Sentieri digitali 2021: un tour reale e virtuale nelle bellezze malgratesi



Malgrate avrà una sua originale mappa turistica; sarà posizionata in alcuni punti strategici del paese e offrirà a colpo d’occhio una serie di percorsi artistici, di fede e naturalistici, oltre alle informazioni sui servizi utili per un visitatore, dai parcheggi alla farmacia, dalla casetta dell’acqua agli uffici pubblici. A realizzarla sono stati sei giovani nell’ambito del progetto “Sentieri digitali”.

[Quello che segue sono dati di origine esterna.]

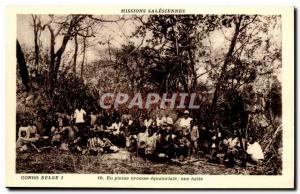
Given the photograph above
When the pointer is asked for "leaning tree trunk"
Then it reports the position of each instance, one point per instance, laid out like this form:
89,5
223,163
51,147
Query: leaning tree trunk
23,70
227,60
75,56
83,57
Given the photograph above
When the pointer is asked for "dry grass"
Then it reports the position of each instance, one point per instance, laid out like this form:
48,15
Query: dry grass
55,161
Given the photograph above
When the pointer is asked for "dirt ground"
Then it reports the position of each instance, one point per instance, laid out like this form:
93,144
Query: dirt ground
56,161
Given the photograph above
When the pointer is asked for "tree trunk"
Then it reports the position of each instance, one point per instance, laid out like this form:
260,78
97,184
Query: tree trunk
36,46
22,67
75,56
83,57
228,58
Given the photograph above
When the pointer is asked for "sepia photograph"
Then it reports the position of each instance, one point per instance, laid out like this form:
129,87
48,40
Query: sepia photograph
149,92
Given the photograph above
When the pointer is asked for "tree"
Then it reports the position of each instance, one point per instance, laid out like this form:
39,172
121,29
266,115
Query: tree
22,67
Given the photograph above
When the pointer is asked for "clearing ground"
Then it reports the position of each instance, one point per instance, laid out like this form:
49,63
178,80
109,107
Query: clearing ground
56,161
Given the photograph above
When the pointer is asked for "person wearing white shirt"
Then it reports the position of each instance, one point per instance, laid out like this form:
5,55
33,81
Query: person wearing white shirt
185,123
79,115
254,151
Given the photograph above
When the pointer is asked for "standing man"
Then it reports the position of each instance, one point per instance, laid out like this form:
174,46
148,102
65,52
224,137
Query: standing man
79,115
185,123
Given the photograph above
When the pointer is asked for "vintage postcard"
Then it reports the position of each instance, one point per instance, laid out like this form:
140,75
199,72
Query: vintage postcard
150,97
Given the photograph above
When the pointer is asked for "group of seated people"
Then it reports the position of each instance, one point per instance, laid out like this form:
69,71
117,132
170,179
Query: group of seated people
156,138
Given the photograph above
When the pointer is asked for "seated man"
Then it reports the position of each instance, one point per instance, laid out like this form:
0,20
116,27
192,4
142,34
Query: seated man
194,137
233,148
24,140
95,144
116,134
150,143
185,123
254,151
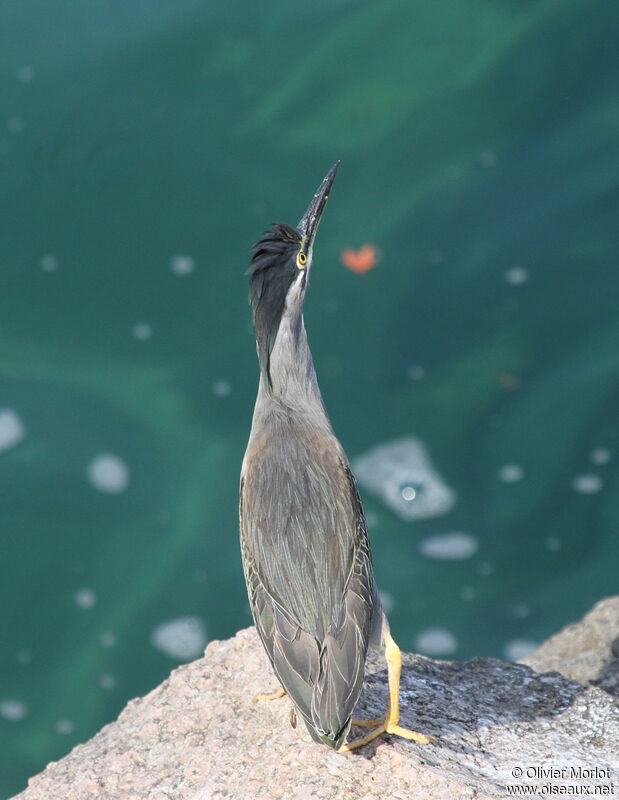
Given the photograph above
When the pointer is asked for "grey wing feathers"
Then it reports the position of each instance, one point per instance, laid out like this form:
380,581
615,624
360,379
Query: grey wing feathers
309,577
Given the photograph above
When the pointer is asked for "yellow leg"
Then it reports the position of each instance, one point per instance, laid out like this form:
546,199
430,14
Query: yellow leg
263,696
390,723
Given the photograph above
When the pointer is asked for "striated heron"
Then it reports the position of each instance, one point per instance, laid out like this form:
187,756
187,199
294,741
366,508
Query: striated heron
304,541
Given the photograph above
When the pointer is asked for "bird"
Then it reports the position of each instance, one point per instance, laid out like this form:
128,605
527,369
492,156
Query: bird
304,539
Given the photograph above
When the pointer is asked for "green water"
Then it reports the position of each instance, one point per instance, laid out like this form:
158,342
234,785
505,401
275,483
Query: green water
480,152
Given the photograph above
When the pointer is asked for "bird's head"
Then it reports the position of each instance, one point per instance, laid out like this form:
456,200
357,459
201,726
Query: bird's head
279,271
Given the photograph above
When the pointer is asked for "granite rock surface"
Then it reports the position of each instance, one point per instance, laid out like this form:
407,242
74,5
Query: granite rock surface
500,725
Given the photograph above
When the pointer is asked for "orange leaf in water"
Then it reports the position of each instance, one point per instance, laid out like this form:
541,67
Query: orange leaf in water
361,260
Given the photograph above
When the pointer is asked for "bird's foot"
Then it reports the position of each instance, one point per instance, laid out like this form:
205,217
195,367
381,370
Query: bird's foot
366,723
264,696
385,726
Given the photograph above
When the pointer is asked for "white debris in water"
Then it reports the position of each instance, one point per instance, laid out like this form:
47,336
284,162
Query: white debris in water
511,473
386,599
402,475
15,125
449,546
518,649
142,331
12,429
25,74
64,726
522,610
600,455
107,682
436,642
85,598
516,276
182,265
416,372
221,388
49,263
587,484
108,473
13,710
108,639
183,638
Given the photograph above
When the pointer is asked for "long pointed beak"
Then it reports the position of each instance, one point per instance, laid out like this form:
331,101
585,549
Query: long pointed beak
308,224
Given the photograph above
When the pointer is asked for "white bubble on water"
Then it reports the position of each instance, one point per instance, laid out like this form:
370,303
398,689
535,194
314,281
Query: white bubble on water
49,263
85,598
182,265
107,681
13,710
183,638
485,568
12,429
518,649
142,331
600,455
511,473
516,276
436,642
401,474
221,388
455,546
25,74
108,473
587,484
409,493
64,726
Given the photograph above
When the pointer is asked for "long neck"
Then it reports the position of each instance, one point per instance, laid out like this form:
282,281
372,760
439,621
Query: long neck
293,381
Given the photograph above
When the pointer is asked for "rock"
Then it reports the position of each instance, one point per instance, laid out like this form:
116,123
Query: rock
586,651
199,735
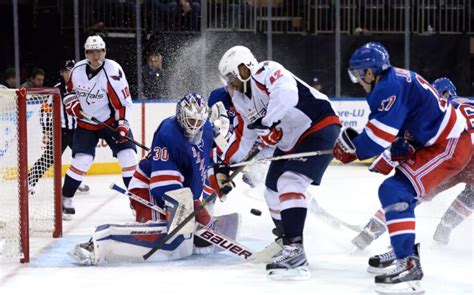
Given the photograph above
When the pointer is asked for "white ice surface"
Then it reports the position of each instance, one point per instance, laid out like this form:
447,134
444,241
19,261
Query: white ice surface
349,193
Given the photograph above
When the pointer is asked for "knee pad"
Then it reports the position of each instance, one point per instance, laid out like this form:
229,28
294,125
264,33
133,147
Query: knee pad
128,161
273,202
292,182
80,164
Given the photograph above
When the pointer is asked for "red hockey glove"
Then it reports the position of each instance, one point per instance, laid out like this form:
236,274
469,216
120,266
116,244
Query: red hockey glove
269,135
344,150
219,179
401,150
383,164
123,129
73,106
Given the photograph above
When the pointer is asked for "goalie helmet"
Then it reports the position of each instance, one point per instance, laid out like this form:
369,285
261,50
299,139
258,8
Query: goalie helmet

Si tratta di un progetto di Comunità, che vede la sinergia tra le Parrocchie “S. Antonio” di Valmadrera e “San Leonardo” di Malgrate, Azione Cattolica, Fondazione Mons. Giulio Parmigiani CFP “Aldo Moro” e le associazioni Osa, Sev e Amici di S. Isidoro. Un percorso che trova la sua ragione d’essere nel più ampio progetto di ambito Living Land “La comunità che vive”, con lo scopo di offrire occasioni di formazione prelavorativa e di protagonismo civico ai giovani del territorio. A questa rete si è aggiunto il Comune di Malgrate che nella sua proposta di politiche giovanili attive in ambito turistico, ha voluto avviare un lavoro di approfondimento culturale e storico sul borgo malgratese affidando a Living Land la realizzazione di un primo laboratorio con sei giovani. “Il lavoro – dichiara il sindaco Flavio Polano - è stato finalizzato a creare degli strumenti per mettere in rilievo le bellezze di Malgrate ed è impostato su tre filoni principali: le strade dell’arte, le strade della fede e i sentieri in natura sul Monte Barro. Il lavoro quindi proseguirà e avremo entro l’anno il completamento grazie ad un ulteriore finanziamento già stanziato”.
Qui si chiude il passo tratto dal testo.